Under Gentoo the tool to manage package-induced changes to /etc (called dispatch-conf) supports rcs to track changes but that isn't really powerful.
I tend to version my /etc via
git, especially since by using different branches I can keep my /etc as similar as possible over different distributions as possible while keeping as much stuff in one place as possible (for some areas that obviously fails, apache configuration for example is really different across different distributions). It works like this:
I have my
master repo with my default configuration files. Now I come in touch with a new distro so I create a new branch based on my
master branch based on the distribution's name (in this example debian). Debian keeps some config file in a location different from my
master so I do a
git mv file new_loc. And everything is fine.
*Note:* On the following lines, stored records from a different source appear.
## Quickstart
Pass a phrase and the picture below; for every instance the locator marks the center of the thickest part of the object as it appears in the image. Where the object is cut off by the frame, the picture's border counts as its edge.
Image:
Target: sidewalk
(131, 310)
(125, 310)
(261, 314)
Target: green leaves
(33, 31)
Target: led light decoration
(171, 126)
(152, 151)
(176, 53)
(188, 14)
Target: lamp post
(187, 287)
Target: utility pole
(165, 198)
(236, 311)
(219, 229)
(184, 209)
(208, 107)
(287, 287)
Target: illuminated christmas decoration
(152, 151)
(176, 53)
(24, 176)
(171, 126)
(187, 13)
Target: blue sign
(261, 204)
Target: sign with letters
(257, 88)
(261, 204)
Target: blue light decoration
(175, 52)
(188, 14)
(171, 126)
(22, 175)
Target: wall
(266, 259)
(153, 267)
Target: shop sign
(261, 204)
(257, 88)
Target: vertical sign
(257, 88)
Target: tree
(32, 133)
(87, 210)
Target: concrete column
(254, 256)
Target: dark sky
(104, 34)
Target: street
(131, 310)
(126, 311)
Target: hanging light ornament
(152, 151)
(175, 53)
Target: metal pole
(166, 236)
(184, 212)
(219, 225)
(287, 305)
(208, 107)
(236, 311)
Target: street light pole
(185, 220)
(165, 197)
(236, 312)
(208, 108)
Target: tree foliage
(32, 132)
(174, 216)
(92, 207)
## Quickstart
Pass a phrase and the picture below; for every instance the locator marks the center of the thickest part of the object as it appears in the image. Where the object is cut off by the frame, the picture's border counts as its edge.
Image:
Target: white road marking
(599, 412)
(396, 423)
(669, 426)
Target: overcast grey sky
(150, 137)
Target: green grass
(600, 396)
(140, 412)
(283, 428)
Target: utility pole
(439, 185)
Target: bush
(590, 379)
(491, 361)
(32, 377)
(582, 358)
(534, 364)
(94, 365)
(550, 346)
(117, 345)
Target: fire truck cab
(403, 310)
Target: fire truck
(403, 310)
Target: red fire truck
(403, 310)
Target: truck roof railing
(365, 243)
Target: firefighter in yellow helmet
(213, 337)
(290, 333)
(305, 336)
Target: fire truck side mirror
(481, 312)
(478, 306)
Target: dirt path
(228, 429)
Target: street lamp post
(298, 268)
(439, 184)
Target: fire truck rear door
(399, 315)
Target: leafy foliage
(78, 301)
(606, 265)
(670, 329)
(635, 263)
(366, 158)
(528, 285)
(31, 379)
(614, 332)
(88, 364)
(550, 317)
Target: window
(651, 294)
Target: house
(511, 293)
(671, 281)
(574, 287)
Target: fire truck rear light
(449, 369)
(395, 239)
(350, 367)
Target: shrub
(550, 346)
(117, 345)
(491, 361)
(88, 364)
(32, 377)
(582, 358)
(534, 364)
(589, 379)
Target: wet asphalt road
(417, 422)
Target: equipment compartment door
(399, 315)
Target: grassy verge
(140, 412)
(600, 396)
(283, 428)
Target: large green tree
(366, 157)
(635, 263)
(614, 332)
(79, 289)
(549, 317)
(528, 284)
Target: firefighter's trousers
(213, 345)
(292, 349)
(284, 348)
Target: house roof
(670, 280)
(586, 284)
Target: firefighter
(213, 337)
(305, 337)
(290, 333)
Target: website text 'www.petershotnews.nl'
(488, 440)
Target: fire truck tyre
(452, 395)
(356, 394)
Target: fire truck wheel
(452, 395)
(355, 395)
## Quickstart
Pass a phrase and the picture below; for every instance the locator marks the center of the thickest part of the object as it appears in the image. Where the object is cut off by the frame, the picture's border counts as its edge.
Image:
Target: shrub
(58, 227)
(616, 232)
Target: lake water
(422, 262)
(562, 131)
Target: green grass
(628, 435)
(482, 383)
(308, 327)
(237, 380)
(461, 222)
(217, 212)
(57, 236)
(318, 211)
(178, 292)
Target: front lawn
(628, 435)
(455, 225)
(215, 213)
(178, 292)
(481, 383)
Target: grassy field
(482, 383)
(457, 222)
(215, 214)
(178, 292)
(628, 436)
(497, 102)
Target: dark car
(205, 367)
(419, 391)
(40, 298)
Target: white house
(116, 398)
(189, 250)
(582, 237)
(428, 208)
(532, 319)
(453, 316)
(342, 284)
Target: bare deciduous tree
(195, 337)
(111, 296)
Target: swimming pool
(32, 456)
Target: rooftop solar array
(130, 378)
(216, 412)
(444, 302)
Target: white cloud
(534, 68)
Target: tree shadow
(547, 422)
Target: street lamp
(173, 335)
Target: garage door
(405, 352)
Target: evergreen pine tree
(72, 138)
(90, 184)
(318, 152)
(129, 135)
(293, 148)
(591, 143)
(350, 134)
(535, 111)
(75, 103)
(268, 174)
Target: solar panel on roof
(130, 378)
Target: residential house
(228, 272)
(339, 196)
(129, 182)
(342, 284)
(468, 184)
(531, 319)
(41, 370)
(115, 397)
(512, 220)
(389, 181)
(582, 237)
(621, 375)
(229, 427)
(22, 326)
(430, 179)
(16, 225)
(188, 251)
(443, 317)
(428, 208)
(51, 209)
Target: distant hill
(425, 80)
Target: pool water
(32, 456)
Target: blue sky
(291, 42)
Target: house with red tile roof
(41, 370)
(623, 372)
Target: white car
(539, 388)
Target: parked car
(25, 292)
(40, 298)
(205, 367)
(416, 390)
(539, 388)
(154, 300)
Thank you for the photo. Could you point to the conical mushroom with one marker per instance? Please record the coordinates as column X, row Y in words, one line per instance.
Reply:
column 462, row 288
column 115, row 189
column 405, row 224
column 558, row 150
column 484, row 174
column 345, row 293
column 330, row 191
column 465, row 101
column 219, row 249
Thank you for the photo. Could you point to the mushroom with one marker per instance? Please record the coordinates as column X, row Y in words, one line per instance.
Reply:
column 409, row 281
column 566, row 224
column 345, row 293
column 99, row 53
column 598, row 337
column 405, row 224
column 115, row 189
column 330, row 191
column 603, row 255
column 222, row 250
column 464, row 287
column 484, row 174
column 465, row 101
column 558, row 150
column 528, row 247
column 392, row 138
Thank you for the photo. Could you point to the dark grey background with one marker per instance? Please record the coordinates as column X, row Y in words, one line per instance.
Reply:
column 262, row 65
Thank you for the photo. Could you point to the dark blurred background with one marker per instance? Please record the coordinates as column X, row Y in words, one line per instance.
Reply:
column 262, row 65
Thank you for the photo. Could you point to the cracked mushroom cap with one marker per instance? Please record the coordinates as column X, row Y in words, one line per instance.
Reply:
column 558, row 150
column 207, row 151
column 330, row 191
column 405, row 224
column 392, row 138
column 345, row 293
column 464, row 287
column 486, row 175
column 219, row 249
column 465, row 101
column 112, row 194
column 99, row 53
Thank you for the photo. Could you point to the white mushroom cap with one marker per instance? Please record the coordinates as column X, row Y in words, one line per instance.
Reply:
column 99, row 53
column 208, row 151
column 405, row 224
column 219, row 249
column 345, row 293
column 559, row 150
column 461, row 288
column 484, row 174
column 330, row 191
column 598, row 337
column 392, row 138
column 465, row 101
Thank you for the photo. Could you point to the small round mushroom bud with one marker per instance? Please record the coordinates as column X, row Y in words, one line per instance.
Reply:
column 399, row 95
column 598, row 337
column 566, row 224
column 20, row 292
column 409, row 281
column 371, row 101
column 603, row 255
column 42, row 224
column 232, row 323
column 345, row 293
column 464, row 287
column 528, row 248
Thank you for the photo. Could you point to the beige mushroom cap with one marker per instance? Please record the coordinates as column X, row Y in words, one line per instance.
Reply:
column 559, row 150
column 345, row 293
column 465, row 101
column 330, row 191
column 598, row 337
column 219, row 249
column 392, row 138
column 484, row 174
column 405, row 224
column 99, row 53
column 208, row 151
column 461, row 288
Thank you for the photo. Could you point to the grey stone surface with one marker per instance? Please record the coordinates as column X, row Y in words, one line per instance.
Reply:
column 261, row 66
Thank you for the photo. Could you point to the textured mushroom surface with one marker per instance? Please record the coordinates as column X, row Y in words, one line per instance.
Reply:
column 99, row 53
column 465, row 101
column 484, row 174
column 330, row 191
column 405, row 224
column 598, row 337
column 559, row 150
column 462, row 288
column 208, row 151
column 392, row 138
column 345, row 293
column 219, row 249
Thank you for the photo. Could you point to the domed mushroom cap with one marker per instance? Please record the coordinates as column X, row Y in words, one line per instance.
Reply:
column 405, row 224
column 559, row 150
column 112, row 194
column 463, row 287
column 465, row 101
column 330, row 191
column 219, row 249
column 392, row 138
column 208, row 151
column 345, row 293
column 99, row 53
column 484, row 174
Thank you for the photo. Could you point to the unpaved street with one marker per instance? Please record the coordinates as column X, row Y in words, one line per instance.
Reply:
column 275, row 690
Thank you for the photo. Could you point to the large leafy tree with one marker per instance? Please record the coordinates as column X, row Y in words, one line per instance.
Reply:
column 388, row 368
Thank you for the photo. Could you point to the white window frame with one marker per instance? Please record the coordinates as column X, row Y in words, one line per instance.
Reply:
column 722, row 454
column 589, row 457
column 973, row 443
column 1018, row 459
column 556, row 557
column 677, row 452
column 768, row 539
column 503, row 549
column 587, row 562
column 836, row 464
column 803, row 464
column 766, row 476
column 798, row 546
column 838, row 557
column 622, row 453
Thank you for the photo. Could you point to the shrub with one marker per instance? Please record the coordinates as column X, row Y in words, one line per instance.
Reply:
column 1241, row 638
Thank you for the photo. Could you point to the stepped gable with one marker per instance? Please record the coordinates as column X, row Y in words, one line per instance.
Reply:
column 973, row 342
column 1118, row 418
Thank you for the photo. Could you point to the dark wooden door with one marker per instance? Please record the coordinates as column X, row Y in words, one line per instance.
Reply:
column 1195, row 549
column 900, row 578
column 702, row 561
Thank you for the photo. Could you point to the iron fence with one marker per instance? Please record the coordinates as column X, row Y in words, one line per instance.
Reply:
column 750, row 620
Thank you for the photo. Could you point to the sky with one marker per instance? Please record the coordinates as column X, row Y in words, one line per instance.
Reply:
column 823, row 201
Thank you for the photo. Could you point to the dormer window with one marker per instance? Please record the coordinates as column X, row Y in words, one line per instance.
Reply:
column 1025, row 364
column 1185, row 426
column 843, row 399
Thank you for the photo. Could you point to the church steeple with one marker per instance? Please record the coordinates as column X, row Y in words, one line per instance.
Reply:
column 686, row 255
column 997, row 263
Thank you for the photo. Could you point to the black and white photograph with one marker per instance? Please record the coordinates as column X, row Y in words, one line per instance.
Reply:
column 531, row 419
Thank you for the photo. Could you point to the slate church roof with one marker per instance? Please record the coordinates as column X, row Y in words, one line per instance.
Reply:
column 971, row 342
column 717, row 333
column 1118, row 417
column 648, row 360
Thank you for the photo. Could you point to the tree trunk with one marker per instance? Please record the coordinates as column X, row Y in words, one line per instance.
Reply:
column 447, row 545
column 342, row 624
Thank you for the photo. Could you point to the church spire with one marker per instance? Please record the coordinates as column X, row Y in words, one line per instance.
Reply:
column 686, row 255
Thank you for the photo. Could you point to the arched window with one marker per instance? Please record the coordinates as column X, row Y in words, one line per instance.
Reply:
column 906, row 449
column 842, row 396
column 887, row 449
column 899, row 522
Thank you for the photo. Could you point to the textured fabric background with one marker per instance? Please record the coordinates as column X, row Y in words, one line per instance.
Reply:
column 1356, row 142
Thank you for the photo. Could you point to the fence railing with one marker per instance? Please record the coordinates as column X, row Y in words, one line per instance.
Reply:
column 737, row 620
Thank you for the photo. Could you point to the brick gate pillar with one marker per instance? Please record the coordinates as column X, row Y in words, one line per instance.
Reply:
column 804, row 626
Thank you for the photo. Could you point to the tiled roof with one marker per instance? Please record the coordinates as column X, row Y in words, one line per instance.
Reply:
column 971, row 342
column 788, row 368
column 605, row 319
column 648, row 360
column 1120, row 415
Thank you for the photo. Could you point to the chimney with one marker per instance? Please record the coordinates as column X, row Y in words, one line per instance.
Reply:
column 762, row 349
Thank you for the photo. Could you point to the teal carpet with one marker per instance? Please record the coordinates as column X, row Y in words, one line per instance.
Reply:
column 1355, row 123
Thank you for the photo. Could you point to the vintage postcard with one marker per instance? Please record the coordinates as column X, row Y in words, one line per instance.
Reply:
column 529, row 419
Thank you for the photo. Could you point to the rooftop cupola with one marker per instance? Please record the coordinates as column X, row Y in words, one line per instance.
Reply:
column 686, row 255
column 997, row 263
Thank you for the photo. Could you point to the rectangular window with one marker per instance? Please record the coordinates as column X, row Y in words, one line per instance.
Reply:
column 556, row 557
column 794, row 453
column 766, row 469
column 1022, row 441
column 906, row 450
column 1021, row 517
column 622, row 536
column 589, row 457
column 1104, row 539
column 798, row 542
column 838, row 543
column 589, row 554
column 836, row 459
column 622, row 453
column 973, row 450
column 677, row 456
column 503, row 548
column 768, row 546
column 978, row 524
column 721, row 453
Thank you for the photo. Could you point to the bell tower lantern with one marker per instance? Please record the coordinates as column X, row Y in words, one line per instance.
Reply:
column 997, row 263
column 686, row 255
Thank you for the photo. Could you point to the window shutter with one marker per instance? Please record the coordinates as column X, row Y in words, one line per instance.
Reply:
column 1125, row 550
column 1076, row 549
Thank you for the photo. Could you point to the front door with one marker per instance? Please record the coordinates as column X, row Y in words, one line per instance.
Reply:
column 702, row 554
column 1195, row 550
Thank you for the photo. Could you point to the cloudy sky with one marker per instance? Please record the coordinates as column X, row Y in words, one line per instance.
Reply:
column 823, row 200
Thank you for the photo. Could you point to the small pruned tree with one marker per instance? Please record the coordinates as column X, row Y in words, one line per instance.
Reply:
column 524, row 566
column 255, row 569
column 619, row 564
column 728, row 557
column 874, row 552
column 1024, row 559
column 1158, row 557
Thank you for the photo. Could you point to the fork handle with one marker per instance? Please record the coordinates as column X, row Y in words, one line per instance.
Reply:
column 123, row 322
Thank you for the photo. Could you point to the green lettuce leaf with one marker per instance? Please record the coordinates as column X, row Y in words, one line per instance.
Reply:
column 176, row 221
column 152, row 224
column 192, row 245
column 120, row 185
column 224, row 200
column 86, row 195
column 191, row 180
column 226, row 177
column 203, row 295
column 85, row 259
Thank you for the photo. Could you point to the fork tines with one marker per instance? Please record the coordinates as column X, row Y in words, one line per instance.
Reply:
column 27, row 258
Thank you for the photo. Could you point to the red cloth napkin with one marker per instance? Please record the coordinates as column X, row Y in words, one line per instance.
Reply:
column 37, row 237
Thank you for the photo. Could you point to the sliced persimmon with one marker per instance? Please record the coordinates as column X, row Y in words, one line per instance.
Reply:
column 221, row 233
I switch back to
master and change that file because I added some specific config directive, when I merge
master into my
debian branch the moved file is changed, so I can basically just change most things within my
master branch and just have to merge changes in my "distribution" branches (usually they tend to be more of a mix of distribution and purpose branches, a debian server has some differences to a debian workstation obviously but the features still work).
So basically I have a "generic configuration" in
master and (to say it in object-oriented programming terms) inherit those into my branches (who also can inherit from each other).
Apart from that,
git's mechanisms to "cherry-pick" commits (in this case changes to /etc/) has been quite helpful to me at times where I only needed parts of a certain configuration.
Now to some of your ideas:
- If I needed more package manager integration I would probably use wrapper scripts for this (at the moment I don't).
- treating upstream versions as a branch would work fine with
git, it's just another branch that you sometimes merge (partially) into
- The ignore list in git is the file .gitignore in your repo so that is covered.